Caption : Kasus Dugaan Kekerasan Resmi Lapor Polisi
JUARAMEDIA, LEBAK – Kasus dugaan kekerasan terhadap siswa yang melibatkan Kepala Sekolah SMAN 1 Cimarga, Dini Fitriah, kini resmi masuk ranah hukum.
Pihak keluarga korban melalui kuasa hukumnya, Tri Indah Alesti, telah melaporkan dugaan tindakan kekerasan tersebut ke Unit Pelayanan Perempuan dan Anak (PPA) Polres Lebak, pada Jumat (10/10/2025).
Laporan tersebut diterima langsung oleh Brigpol Langsti Tiara, S.H., dan kini kasusnya tengah dalam proses penanganan oleh aparat kepolisian.
“Kami berharap kasus ini diproses tuntas agar tidak ada lagi tindakan kekerasan di lingkungan sekolah,” tegas Tri Indah kepada awak media.
Siswa SMAN 1 Cimarga Ancam Mogok Sekolah
Kasus ini terus berbuntut panjang. Setelah keluarga korban menempuh jalur hukum, kini muncul kabar bahwa sejumlah siswa SMAN 1 Cimarga berencana mogok sekolah sebagai bentuk protes terhadap kepemimpinan kepala sekolah.
Salah satu siswa yang enggan disebut namanya mengatakan, aksi mogok akan dilakukan apabila pihak Dinas Pendidikan Provinsi Banten tidak segera mengambil tindakan tegas.
“Pokoknya kalau kepseknya masih Bu Dini, kami akan mogok ke sekolah,” ujar salah satu siswa kepada Juaramedia, Jumat (10/10/2025).
Namun, kabar mengenai rencana aksi mogok tersebut dibantah oleh salah seorang guru SMAN 1 Cimarga, Novi, yang mengaku belum mengetahui adanya ancaman tersebut.
“Saya tidak mendengar tuh,” singkatnya saat dikonfirmasi juaramedia
Berawal dari Dugaan Penamparan Siswa
Ketegangan di SMAN 1 Cimarga bermula dari dugaan penamparan terhadap siswa bernama Indra Lutfiana Putra, yang disebut dilakukan oleh kepala sekolah karena persoalan sepele — yakni rokok yang dibuang siswa saat bertemu sang kepala sekolah.
Kasus ini mendapat perhatian publik, terutama para orang tua siswa yang menilai bahwa tindakan kekerasan dalam bentuk apa pun tidak dapat dibenarkan di lingkungan pendidikan.

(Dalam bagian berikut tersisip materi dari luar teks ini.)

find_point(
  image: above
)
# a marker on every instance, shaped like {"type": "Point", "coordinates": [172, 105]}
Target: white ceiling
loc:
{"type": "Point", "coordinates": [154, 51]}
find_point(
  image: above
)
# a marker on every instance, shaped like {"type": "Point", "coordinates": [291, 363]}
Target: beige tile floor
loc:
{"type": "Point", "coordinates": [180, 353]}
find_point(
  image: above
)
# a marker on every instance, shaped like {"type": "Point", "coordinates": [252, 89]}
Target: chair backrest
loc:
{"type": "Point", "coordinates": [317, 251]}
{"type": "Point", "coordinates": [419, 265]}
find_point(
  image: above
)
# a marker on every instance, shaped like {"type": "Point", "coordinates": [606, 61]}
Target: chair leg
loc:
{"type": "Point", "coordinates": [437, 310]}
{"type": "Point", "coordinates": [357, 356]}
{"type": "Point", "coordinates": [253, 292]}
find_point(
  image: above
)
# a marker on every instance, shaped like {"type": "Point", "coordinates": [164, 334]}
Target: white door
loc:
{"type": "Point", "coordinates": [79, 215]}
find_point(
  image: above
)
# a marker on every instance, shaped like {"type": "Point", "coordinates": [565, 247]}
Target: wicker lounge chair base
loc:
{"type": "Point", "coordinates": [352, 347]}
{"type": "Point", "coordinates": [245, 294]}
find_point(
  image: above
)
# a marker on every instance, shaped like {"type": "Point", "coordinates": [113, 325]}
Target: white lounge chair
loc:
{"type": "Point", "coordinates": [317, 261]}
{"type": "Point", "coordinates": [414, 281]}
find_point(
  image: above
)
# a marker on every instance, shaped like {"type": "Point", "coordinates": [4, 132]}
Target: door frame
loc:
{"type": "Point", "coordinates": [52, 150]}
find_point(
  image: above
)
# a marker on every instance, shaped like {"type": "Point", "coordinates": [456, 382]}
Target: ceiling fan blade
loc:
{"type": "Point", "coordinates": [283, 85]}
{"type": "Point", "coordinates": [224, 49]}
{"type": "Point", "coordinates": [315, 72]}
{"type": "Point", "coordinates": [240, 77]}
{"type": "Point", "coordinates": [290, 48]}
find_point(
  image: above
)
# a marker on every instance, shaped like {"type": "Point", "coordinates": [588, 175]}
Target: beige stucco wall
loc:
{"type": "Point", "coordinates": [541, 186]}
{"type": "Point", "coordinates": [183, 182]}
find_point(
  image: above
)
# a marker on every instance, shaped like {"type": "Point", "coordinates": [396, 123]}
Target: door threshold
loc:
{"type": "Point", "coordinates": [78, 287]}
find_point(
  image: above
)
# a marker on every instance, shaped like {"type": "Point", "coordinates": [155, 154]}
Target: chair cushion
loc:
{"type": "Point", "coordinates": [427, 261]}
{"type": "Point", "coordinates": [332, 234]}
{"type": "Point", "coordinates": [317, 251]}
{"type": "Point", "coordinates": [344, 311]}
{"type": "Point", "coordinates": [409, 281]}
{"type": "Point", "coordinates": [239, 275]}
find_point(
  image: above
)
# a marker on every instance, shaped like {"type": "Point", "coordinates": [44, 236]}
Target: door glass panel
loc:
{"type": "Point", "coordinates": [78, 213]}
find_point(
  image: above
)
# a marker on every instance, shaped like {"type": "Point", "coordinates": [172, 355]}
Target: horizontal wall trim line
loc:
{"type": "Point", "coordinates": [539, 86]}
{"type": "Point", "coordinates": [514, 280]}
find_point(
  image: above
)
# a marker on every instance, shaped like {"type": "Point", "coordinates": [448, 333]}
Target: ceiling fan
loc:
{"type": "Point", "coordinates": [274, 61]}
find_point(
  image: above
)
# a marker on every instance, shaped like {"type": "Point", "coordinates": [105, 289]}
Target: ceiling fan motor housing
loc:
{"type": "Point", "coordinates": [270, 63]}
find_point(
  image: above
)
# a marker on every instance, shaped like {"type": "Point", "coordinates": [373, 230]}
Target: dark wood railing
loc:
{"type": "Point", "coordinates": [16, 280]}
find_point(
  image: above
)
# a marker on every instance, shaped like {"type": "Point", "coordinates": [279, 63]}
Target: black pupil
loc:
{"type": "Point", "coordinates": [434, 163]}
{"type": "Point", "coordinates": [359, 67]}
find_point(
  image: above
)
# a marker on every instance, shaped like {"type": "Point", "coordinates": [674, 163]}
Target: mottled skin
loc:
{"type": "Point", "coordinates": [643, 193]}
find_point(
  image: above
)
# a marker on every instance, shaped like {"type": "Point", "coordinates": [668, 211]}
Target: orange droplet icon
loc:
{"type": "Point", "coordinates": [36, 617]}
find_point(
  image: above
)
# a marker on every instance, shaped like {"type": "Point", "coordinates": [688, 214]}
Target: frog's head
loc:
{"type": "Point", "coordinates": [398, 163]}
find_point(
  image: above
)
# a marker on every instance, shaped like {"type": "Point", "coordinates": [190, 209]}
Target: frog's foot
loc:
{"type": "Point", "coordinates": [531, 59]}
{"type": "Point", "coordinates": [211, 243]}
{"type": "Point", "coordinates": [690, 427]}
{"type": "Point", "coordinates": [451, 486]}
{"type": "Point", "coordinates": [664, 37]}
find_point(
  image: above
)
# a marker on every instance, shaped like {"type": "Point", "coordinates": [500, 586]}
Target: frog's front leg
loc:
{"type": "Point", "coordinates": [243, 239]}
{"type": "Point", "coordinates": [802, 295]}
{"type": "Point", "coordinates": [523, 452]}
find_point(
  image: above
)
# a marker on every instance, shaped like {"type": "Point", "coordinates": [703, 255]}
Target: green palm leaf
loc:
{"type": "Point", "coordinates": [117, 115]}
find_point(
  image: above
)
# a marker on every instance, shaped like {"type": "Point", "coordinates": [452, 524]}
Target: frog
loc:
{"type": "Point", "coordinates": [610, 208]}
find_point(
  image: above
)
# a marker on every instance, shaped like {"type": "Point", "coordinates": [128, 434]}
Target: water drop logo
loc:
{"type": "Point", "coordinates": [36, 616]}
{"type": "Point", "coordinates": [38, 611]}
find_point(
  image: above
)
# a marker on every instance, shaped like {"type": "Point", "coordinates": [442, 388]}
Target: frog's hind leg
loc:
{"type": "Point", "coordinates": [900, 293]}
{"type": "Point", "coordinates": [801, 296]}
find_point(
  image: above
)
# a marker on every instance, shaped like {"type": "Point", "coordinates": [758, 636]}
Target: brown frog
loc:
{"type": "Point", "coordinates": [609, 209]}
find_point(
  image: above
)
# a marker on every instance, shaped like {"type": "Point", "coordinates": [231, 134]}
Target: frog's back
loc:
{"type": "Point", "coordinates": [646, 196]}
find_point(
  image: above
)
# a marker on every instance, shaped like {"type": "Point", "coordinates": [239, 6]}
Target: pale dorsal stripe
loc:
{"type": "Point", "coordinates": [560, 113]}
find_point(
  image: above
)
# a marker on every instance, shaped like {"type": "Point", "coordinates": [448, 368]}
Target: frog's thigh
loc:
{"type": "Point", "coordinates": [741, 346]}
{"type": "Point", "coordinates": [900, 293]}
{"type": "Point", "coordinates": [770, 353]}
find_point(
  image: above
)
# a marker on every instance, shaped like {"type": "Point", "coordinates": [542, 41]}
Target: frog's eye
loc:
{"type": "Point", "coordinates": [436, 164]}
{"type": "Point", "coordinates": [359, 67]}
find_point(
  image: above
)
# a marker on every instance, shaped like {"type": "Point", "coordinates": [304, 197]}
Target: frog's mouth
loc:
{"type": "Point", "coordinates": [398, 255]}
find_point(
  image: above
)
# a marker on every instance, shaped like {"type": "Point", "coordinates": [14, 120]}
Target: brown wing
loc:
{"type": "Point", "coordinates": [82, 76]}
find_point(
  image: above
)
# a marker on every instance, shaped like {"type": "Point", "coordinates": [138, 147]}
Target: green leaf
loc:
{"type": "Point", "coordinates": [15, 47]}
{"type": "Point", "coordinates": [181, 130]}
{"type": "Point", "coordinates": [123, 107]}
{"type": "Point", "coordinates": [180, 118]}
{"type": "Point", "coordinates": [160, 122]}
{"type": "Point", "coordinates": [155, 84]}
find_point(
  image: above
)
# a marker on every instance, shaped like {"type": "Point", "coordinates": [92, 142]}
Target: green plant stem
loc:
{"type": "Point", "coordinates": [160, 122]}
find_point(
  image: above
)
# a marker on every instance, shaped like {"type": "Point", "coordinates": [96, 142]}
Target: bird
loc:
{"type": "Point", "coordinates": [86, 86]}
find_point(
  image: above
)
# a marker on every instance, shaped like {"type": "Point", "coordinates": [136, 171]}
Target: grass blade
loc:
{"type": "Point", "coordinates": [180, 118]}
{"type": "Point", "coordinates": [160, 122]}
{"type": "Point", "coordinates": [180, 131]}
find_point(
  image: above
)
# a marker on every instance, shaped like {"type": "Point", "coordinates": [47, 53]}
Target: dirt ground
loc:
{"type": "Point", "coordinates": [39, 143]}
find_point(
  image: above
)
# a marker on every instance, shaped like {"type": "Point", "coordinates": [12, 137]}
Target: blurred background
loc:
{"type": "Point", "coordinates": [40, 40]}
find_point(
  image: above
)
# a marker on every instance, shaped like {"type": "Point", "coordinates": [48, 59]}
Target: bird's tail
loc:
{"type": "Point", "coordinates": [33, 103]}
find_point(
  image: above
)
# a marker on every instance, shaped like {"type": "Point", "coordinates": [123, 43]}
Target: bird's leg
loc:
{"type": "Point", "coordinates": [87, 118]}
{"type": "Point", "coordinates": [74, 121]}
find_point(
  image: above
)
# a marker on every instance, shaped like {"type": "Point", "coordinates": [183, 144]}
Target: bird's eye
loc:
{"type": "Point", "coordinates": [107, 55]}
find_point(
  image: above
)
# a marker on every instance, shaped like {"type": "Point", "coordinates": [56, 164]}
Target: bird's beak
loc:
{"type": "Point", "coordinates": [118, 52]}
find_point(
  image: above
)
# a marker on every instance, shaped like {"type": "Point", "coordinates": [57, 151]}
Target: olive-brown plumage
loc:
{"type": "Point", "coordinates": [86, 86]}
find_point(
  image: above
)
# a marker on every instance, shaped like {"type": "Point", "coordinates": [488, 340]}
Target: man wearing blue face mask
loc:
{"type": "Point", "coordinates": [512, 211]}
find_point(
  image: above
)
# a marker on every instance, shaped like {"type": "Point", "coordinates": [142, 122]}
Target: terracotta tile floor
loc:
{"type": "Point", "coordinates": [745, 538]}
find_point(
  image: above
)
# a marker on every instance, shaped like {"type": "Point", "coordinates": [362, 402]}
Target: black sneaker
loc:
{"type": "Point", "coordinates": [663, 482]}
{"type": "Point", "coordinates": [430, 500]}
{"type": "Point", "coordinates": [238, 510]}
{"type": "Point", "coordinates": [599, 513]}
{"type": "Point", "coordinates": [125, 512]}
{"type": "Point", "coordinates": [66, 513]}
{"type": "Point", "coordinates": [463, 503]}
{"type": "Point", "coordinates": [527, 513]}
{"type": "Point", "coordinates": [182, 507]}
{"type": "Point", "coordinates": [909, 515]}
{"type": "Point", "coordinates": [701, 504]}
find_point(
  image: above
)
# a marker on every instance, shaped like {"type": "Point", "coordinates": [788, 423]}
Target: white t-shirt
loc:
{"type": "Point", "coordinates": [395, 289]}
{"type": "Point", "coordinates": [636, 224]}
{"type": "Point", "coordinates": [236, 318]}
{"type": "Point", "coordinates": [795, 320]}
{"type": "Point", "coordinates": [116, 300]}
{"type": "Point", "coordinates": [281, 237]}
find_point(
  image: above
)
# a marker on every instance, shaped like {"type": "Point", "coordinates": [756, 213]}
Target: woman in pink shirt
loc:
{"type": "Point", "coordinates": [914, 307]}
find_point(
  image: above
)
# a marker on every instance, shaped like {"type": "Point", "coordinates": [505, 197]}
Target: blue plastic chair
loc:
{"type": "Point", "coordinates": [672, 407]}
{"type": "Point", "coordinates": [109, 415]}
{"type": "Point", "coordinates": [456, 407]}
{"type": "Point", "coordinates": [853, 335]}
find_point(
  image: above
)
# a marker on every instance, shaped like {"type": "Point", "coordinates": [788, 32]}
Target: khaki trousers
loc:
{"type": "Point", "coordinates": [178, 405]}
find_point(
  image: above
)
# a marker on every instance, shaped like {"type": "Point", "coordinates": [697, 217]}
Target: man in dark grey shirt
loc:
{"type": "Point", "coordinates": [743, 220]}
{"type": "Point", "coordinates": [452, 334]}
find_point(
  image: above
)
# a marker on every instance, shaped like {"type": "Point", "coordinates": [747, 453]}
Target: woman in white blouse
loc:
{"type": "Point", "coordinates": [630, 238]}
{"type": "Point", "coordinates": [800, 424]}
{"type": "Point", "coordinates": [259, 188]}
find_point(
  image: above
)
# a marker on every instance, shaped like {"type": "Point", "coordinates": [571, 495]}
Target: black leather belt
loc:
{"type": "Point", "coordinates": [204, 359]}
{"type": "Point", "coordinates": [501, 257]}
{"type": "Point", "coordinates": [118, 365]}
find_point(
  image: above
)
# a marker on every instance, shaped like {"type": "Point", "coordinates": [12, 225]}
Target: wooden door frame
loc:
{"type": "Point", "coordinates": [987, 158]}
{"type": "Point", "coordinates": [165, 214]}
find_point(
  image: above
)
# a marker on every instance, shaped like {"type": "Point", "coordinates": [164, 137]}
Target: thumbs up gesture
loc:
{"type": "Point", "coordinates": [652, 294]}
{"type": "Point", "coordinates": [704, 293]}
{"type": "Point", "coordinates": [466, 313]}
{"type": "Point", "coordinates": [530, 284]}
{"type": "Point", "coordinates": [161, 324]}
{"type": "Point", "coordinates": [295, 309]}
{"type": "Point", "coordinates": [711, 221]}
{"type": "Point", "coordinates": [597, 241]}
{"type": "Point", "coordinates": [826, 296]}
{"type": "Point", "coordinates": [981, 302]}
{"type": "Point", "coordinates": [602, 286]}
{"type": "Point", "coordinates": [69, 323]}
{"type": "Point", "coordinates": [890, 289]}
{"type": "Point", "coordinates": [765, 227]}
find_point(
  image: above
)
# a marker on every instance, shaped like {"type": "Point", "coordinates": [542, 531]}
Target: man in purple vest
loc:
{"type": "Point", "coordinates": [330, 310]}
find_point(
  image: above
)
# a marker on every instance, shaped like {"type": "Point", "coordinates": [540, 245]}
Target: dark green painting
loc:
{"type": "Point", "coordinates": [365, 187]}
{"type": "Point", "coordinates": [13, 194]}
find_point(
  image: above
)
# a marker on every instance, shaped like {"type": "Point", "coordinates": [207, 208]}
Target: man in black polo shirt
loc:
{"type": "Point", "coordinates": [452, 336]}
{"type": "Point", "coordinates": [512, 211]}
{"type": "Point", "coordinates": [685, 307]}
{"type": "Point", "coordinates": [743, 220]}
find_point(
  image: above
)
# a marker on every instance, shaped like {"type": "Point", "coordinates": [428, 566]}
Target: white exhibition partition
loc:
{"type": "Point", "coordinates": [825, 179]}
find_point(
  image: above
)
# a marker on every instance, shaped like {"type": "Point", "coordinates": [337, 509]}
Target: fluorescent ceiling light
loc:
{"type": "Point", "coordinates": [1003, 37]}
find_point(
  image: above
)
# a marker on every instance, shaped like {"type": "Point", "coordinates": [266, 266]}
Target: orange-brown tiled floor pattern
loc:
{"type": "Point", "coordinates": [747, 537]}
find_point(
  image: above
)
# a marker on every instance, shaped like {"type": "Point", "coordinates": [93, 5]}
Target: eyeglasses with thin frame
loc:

KCD Pendidikan Lebak Turun Tangan
Menanggapi persoalan tersebut, Kepala Cabang Dinas (KCD) Pendidikan Kabupaten Lebak, Gugun Nugraha, menegaskan bahwa pihaknya telah menurunkan tim untuk mendalami kasus ini.
“Saya sudah menugaskan Kasi SMA KCD dan pengawas SMA untuk mendalami secara utuh dan menyeluruh kejadian tersebut berdasarkan fakta-fakta dan alat bukti yang ada,” ujar Gugun kepada Juaramedia.
Ia memastikan bahwa penanganan kasus dilakukan secara objektif, proporsional, dan berkeadilan, guna menghindari dampak negatif terhadap kegiatan belajar mengajar di sekolah.
Hingga berita ini diterbitkan, Kepala Sekolah SMAN 1 Cimarga, Dini Fitriah, belum memberikan tanggapan resmi terkait laporan polisi maupun kabar rencana mogok sekolah yang muncul di kalangan siswa.
Situasi di SMAN 1 Cimarga saat ini masih dinamis. Kasus ini terus menjadi perhatian masyarakat, terutama para orang tua siswa di Kabupaten Lebak, yang berharap penyelesaian dilakukan dengan bijak dan transparan.